The two bodies said that getting vaccinated is about more than protecting oneself.

“It is also important for protecting those at highest risk of severe disease and hospitalisation, reducing the spread of the virus, and preventing the emergence of new variants of concern”.

Mike Catchpole, ECDC’s Chief Scientist, said: “While the available vaccines are highly effective in protecting people against severe COVID-19 until higher proportions of the population are immunised, the risk is not beyond us.

“We are now witnessing an increasing number of COVID-19 cases across the EU/EEA, and vaccines remain the best available option to avoid an increase in severe disease and death”.

In light of recent breakthrough infections amongst vaccinated people, the EMA noted they should not be interpreted as a sign that vaccines do not work.

“Although the effectiveness of all COVID-19 vaccines authorised in the EU/EEA is very high, no vaccine is 100% effective.

“This means that a limited number of SARS-CoV-2 infections among persons that have completed the recommended vaccination schedule (‘breakthrough infections’) are expected.

“However, when infections do occur, vaccines can prevent severe disease to a large extent, and greatly reduce the number of people in hospital due to COVID-19”.

Vaccines work

Fergus Sweeney, EMA’s Head of Clinical Studies and Manufacturing, said: “These COVID-19 vaccines are very effective.

“However, as long as the virus continues to circulate, we will continue to see breakthrough infections in vaccinated people”.

“This does not mean that the vaccines are not working.

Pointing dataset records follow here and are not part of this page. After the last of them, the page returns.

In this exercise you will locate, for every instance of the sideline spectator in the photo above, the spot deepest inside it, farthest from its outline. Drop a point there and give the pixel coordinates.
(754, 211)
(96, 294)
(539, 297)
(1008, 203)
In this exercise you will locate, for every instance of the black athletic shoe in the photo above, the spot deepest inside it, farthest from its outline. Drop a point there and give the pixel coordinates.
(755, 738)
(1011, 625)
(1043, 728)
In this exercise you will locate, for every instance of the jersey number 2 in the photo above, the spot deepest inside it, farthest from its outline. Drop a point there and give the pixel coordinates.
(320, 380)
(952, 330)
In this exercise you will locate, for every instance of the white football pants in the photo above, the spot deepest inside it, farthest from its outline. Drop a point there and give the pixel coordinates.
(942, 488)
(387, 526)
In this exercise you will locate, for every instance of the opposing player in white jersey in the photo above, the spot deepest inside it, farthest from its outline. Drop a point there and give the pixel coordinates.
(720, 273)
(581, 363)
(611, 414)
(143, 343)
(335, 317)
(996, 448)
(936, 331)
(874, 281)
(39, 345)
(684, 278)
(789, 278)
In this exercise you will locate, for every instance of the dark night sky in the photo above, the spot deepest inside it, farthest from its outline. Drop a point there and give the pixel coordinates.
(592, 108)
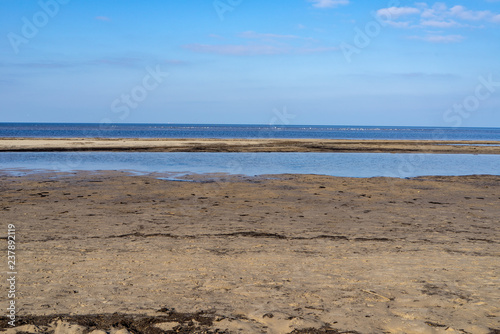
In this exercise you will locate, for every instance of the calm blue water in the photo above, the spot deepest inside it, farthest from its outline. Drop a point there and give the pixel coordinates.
(336, 164)
(243, 131)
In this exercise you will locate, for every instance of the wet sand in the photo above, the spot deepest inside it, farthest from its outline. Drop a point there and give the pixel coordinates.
(247, 145)
(110, 251)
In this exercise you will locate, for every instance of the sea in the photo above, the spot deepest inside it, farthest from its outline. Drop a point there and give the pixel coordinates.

“Vaccinated people are far better protected against severe COVID-19 than unvaccinated people, and we should all endeavour to be fully vaccinated at the earliest opportunity”.

EMA and ECDC said that everyone should abide by health protocols and personal protection measures

“Until more people are fully vaccinated, and while SARS-CoV-2 is still spreading, everyone should adhere to national regulations and continue to take measures such as wearing masks and respecting social distancing, even those individuals who have received a complete vaccination schedule”.

According to Cyprus Health Ministry, 74.5% of the island’s adult population has received at least one shot of a COVID-19 vaccine, while 66.6% completing their vaccination regime.

Cyprus also expanded its vaccination rollout to children aged 12 to 15 this week, after earlier including 16 and 17-year-olds.

Some 5,366 jab appointments have been booked this week, with 2,551 for children aged 12 to 17.

Cyprus is trying to keep the Delta variant in check, as cases skyrocketed to a record 1,152 last month,

There were 575 new cases reported on Wednesday, raising total infections to 103,889 and 430 deaths.